PT Kereta Api Indonesia (KAI) mengatakan sedikitnya terdapat seribu lebih perlintasan kereta api liar yang berjalan tanpa rambu atau penjaga sehingga sangat berpotensi menimbulkan bahaya bagi pengguna jalan.
Perlintasan liar ini, yang dibuka tanpa izin dari Kementrian Perhubungan dan tak terdaftar di PT KAI, menurut PT KAI "menjadi bom waktu" yang setiap saat dapat mengancam keselamatan masyarakat yang menggunakan.
Perlintasan liar tanpa registrasi ini muncul biasanya akibat pengembangan wilayah yang kurang cermat memperhitungkan akses lalu lintas penghuninya. Ini dikemukakan juru bicara PT KAI, Sugeng Priyono.
"Menurut amanat Undang-Undang Perkeretaapian, perlintasan yang sudah ada yang masih sebidang harus dikurangi. Ini malah setiap saat bertambah terus," keluh Sugeng.
Perlintasan liar seringkali dijaga secara swadaya oleh masyarakat, dengan palang pintu dan rambu seadanya.
Meski tak berstatus resmi, jika terjadi kecelakaan KAI yang selalu disalahkan, tambah Sugeng. "Sudah jelas statusnya tidak terdaftar, kami tidak tahu-menahu dengan keberadaan perlintasan itu. Kalau ada apa-apa, telunjuknya diarahkan kepada kami," serunya jengkel.

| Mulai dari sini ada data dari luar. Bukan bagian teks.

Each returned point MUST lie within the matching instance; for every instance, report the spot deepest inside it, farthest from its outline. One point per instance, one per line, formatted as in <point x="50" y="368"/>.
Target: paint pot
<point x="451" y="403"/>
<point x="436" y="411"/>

Dalam UU Kereta Api urusan pengelolaan perlintasan termasuk pemberian izin dan pengawasannya ada di tangan regulator, dalam hal ini Kementerian Perhubungan atau dinasnya di daerah.
Kecelakaan tabrakan KRL Commuter Line dengan truk pengangkut BBM di Pondok Betung, Bintaro pada Senin (9/12) lalu, juga terjadi di lintasan, meskipun masih diselidiki apakah karena kesalahan pengemudi truk tangki BBM yang melintas atau kelalaian petugas penjaga palang.
PT KAI berkeras insiden Bintaro terjadi karena pengemudi yang menerobos lintasan. Pihak PT KAI menyatakan petugas sudah berfungsi dengan semestinya, tapi kecelakaan tak terbendung karena pengemudi nekat menerobos meski palang pintu sudah diturunkan dan sirene sudah dibunyikan.
Setelah kasus Bintaro, PT KAI mendesak agar pemerintah di pusat maupun provinsi segera merealisir amanat UU untuk membangun lintasan aman dengan memisahkan bidang jalan untuk lalu lintas umum dan kereta api.
Lintasan yang sejauh ini dianggap paling aman berbentuk jalur layang (flyover) atau jalan tembus bawah tanah (underpass), yang bahkan di Jakarta saja baru ada beberapa buah. "Kami sudah dengar dari Gubernur Jakarta dulu waktu beliau awal-awal menjabat ada rencana membangun 24 flyover dan underpass," tambah Sugeng.
Sampai sekarang belum pasti apakah janji itu akan direalisir karena muncul rencana baru pembangunan jalur kereta layang (elevated track), yang kemungkinan akan mengubah rencana semula.